Individuals file complaints to seek action concerning persons or organizations alleged to be in violation of any statute, rule, order or law administered by the Commission, or for any other alleged wrong over which the Commission may have jurisdiction.
Before filing a complaint, you may want to consider raising your concerns under FERC’s informal dispute resolution procedures: the Enforcement Hotline, Dispute Resolution Service or Landowner Helpline.
- The Enforcement Hotline is available for help in matters involving potential violations and wrongdoing. See the Hotline section for further information.
- Dispute Resolution Service uses alternative dispute resolution processes to assist energy disputants and other affected parties with solving problems and resolving disputes before or after a formal complaint is filed with the Commission.
- The Landowner Helpline is available to assist landowners in addressing disputes associated with jurisdictional facilities.
- Complaints or reports regarding non-compliance with hydroelectric licenses may be directed to the Hydro Compliance Helpline.
You may file a complaint on any aspect of the Commission’s regulation of the energy industry and markets. Allegations specifically concerning a natural gas company’s potential violation of its mandatory environmental conditions during construction of pipelines and other gas transportation infrastructure, and a hydro licensee’s potential violation of the licenses for its project, are initially investigated and addressed by Commission staff in the Office of Energy Projects. You can find more information on the natural gas infrastructure process here.
The Small Business Regulatory Enforcement Fairness Act (SBREFA) amended the Regulatory Flexibility Act (RFA), 5 U.S.C. §§ 601 et seq, to require that federal agencies establish policies and programs to make their regulations more understandable to small businesses. SBREFA also contains congressional review provisions that require agencies to submit information concerning most new rules to Congress and the Comptroller General. When an agency issues a rule that requires analysis under the RFA, the agency must publish a guide explaining how small businesses are to comply with the rule. Finally, SBREFA amended the Equal Access to Justice Act (EAJA) to allow certain small businesses to recover post-complaint attorney fees in instances in which the agency's final demand is substantially in excess of the decisions of the adjudicative officer and is unreasonable when compared with that decision, given the facts of the case (this provision is limited to adversary adjudications, judicial review of agency enforcement actions, civil penalty actions, and adversary administrative adjudications initiated on or after March 29, 1996).
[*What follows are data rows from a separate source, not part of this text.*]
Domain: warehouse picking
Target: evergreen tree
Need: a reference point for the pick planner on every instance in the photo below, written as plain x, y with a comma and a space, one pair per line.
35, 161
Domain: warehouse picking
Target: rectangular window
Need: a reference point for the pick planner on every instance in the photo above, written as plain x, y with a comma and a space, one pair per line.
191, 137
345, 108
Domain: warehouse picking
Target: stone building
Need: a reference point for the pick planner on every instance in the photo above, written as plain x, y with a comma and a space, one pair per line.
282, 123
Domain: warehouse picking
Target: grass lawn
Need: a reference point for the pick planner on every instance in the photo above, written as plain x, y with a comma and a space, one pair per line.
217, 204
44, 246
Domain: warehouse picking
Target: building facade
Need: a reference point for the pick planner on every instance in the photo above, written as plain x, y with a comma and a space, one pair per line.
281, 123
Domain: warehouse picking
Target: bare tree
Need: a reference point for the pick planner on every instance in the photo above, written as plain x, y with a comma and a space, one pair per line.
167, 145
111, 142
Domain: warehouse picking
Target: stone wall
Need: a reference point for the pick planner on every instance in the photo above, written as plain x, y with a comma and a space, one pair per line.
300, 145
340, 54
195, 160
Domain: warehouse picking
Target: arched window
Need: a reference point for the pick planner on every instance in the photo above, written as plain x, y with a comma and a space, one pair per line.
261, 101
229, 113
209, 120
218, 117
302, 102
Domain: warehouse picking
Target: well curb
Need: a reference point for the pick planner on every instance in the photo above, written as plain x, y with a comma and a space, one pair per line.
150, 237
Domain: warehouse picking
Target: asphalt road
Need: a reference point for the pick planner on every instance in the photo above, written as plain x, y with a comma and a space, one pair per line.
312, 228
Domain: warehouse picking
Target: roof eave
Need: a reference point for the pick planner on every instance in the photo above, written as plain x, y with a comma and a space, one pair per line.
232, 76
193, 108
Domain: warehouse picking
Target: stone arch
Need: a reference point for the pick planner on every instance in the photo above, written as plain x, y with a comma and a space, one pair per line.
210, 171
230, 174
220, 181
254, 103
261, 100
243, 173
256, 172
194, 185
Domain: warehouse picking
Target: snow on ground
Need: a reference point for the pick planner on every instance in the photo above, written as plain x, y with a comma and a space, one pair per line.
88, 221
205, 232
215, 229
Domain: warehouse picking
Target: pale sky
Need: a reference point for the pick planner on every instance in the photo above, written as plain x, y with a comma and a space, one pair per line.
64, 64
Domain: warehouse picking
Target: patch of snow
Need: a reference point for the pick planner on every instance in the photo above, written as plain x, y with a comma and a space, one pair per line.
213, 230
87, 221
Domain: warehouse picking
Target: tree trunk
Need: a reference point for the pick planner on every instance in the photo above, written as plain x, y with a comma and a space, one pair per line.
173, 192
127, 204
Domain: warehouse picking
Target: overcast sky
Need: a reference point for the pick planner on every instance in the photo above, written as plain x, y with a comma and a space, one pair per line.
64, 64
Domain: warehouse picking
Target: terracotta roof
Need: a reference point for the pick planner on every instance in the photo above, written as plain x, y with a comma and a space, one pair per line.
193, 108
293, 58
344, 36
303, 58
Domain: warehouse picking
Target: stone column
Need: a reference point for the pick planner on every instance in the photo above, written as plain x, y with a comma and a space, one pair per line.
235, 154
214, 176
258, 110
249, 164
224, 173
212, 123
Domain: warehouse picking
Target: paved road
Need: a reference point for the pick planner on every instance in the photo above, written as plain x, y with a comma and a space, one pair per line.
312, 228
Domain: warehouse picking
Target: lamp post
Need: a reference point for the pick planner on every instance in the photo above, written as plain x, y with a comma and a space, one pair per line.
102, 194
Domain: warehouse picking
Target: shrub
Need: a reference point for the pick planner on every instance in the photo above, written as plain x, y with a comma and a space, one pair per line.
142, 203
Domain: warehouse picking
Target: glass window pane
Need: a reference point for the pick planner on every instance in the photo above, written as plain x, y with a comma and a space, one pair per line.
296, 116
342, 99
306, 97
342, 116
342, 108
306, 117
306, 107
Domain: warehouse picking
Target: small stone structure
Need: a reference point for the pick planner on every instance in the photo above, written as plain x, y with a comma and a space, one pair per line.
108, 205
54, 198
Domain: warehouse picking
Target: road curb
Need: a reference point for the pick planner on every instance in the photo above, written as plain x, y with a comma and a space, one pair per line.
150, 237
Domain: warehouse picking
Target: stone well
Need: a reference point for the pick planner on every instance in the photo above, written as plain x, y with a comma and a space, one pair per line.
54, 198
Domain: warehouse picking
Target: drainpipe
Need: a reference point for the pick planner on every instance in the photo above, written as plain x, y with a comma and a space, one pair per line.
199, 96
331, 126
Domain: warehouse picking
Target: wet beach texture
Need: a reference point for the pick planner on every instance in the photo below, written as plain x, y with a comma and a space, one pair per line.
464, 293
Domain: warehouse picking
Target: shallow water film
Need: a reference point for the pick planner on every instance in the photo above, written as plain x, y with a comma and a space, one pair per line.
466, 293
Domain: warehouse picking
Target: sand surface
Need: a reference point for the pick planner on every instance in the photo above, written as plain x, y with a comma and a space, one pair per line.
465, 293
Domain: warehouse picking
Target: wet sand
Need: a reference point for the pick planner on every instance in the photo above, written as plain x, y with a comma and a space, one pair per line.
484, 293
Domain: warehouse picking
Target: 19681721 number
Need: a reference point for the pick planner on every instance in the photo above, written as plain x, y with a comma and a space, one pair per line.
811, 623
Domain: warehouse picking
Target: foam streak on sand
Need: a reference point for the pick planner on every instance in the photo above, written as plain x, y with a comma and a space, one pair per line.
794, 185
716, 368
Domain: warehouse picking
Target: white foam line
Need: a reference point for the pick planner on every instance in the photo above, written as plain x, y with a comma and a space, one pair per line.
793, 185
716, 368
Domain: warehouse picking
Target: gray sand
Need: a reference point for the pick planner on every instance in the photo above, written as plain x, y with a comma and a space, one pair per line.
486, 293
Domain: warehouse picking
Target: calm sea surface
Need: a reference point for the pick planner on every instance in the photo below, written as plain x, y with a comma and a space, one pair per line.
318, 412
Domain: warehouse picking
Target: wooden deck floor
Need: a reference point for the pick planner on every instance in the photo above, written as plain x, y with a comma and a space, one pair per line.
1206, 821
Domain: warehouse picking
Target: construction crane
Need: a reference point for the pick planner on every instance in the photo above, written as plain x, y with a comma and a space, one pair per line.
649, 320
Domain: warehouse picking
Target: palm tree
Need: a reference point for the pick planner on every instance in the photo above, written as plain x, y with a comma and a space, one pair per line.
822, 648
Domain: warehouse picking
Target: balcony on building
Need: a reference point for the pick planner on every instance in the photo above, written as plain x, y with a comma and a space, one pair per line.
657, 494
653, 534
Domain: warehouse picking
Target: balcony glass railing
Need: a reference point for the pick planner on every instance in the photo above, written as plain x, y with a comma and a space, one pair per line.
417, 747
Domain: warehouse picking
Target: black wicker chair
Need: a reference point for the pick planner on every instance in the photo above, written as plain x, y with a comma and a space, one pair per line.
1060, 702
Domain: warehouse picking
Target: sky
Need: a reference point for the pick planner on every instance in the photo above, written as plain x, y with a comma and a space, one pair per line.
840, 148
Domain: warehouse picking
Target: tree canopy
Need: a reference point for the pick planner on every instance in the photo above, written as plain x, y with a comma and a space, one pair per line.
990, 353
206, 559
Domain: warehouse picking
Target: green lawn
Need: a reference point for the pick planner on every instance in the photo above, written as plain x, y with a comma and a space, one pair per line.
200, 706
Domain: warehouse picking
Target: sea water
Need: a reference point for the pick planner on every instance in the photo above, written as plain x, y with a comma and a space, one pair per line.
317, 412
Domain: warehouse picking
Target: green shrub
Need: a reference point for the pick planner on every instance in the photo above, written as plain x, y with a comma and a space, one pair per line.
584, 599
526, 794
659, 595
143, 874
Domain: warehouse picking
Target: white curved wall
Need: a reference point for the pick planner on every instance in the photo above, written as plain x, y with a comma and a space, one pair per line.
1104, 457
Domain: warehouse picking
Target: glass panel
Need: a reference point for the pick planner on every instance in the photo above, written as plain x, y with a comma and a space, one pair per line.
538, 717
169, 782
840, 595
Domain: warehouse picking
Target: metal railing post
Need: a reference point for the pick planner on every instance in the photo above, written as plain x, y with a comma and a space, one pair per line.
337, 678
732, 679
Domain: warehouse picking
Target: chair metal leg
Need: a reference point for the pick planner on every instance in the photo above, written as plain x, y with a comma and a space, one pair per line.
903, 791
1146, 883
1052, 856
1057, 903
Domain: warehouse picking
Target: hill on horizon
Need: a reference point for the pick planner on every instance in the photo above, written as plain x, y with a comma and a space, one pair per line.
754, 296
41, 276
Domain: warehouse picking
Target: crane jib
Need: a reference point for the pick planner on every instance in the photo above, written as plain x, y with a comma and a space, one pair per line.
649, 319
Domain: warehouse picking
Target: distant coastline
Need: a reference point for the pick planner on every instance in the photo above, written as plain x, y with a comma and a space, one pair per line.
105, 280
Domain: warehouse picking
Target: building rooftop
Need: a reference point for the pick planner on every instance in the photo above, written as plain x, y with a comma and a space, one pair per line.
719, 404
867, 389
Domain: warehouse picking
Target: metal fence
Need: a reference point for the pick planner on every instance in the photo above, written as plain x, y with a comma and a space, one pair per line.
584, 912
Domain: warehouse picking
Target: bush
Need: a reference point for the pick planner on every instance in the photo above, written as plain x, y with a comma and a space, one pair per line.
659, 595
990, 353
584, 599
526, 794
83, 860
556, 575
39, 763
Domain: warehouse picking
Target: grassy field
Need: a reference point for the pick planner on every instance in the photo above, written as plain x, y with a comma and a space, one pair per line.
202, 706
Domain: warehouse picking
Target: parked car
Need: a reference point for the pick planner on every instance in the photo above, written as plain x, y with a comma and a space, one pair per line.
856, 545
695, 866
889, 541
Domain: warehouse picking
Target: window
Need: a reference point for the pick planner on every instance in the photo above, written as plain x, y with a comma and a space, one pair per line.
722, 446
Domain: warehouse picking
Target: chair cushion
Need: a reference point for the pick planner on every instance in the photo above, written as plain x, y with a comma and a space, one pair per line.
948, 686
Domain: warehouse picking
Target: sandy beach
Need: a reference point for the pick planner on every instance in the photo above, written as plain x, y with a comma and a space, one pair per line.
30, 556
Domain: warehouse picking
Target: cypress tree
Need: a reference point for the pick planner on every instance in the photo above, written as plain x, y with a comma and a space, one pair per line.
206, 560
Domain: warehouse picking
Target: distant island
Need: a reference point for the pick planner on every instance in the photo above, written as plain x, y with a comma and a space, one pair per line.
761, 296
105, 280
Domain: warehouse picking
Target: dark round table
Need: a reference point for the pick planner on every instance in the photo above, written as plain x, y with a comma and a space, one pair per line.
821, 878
The Commission works with the small business community via the U.S. Small Business Administration (SBA) Ombudsman and Regional Fairness Boards. The Ombudsman assists small businesses that believe they have experienced excessive or unfair federal regulatory enforcement actions by a federal agency, such as excessive fines or penalties, retaliation or other unfair enforcement action. Information is available at the Ombudsman's web site or by calling 888-734-3247.
The Ombudsman has asked all federal agencies to make clear that if a small business entity requests Ombudsman assistance on a federal agency matter, or complains about a federal agency action, that agency will not retaliate in response. The Commission regards the fair treatment of small businesses, without retaliation, as an obligation of its employees under the standards of conduct applicable to all federal employees by virtue of 5 C.F.R. § 635.101(b).